Anthony M-H Ho, Adrienne K Ho, Glenio B Mizubuti
Journal of Emergency Medicine 2018, 55 (6): 821-826

BACKGROUND: Efficient airway management is paramount in emergency medicine. Our experience teaching tracheal intubation has consistently identified gaps in the understanding of important issues. Here we discuss the importance of the endotracheal tube (ETT) bevel in airway management.

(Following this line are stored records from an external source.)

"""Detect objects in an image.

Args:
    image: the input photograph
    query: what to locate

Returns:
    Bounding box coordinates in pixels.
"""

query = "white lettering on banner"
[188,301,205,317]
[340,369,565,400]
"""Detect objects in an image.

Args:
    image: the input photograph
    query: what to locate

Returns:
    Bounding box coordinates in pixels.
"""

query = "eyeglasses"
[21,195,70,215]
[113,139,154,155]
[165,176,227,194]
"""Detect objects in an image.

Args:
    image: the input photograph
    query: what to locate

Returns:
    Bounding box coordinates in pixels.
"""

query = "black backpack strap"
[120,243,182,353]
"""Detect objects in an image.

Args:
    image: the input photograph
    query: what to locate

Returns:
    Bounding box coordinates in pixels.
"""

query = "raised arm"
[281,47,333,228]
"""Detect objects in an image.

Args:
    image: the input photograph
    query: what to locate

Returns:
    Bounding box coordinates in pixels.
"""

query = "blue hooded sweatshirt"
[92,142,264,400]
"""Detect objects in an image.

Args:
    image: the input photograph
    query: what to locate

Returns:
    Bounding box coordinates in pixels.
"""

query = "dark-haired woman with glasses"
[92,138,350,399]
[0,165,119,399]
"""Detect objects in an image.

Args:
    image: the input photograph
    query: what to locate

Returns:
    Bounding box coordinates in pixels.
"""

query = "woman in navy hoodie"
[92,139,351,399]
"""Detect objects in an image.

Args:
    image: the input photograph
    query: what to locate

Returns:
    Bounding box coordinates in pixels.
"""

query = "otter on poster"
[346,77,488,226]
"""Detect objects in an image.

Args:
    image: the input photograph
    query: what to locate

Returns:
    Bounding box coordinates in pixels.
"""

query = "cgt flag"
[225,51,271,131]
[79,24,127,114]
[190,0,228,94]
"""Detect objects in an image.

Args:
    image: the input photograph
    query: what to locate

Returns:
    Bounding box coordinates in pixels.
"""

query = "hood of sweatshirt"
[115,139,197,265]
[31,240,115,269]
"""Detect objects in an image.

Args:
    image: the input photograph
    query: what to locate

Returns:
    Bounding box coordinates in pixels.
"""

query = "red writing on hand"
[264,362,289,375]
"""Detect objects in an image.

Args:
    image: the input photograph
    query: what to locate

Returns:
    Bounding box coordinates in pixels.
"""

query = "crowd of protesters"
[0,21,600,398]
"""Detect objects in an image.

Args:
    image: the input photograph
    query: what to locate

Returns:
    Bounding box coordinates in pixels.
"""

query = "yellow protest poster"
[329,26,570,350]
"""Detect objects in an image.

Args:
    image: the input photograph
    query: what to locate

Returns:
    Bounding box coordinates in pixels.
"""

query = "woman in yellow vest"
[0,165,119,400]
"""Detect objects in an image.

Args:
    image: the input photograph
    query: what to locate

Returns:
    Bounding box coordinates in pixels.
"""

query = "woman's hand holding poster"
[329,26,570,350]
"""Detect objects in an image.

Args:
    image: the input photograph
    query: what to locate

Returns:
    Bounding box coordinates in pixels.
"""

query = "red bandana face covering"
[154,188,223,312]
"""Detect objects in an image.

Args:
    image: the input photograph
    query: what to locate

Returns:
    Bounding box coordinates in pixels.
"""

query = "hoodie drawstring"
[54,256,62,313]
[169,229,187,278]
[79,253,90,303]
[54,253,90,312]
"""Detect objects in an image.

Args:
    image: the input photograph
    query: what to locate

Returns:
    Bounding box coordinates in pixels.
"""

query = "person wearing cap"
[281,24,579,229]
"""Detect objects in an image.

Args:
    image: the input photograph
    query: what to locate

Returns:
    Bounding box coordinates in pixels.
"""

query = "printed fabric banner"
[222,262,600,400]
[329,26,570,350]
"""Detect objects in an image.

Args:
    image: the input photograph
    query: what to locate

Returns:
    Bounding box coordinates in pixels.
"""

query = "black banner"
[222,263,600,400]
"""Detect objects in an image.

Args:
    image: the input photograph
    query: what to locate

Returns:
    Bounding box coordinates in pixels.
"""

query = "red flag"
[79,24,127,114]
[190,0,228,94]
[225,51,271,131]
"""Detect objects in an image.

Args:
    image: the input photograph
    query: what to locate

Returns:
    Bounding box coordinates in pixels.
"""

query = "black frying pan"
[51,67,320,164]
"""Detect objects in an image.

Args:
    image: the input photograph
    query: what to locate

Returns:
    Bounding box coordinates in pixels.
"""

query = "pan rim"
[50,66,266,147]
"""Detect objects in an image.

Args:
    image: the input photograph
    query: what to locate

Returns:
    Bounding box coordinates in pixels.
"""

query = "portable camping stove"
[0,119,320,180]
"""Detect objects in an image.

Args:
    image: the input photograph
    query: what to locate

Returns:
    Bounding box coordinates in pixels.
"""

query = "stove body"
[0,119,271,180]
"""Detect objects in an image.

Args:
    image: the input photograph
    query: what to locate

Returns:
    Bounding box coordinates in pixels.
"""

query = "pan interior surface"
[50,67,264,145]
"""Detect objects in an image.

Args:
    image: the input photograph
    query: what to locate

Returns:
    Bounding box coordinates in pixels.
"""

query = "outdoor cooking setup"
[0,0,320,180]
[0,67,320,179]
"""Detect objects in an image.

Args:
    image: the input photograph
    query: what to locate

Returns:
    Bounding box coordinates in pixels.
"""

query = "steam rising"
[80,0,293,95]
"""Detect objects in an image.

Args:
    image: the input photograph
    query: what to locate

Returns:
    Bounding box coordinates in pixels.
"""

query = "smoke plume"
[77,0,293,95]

DISCUSSION: The ETT bevel orientation is the main determinant of which mainstem bronchus the ETT enters when advanced too distally, despite a common belief that attributes a higher incidence of right mainstem bronchial intubation to the straighter angle sustained by the right mainstem bronchus. Likewise, a bougie- or fiberscope-assisted tracheal intubation can be impeded by the ETT tip hooking onto laryngeal structures; a 90-degree counterclockwise turn of the ETT (such that the bevel is facing posteriorly) prior to advancing it toward the larynx produces a first-pass success rate of 100%. Similarly, a posterior-facing bevel is believed to improve the ease of passage through the back of the nasal cavity when performing nasotracheal intubation. If resistance is met after the ETT tip has reached the laryngeal vicinity, further counterclockwise rotation may change the plane and incident angle of the ETT tip, facilitating passage through the vocal cords. Clockwise twisting of the ETT reduces the incident angle in the sagittal plane, thereby facilitating videolaryngoscopy-assisted tracheal intubation. Finally, a posterior-facing ETT bevel is the least likely to intubate a tracheoesophageal fistula.

CONCLUSIONS: Understanding the implications of the ETT bevel direction may significantly change the efficiency of deliberate endobronchial, nasal, and bougie/fiberscope-, and videolaryngoscope-assisted intubations, and while managing the patient with a tracheoesophageal fistula.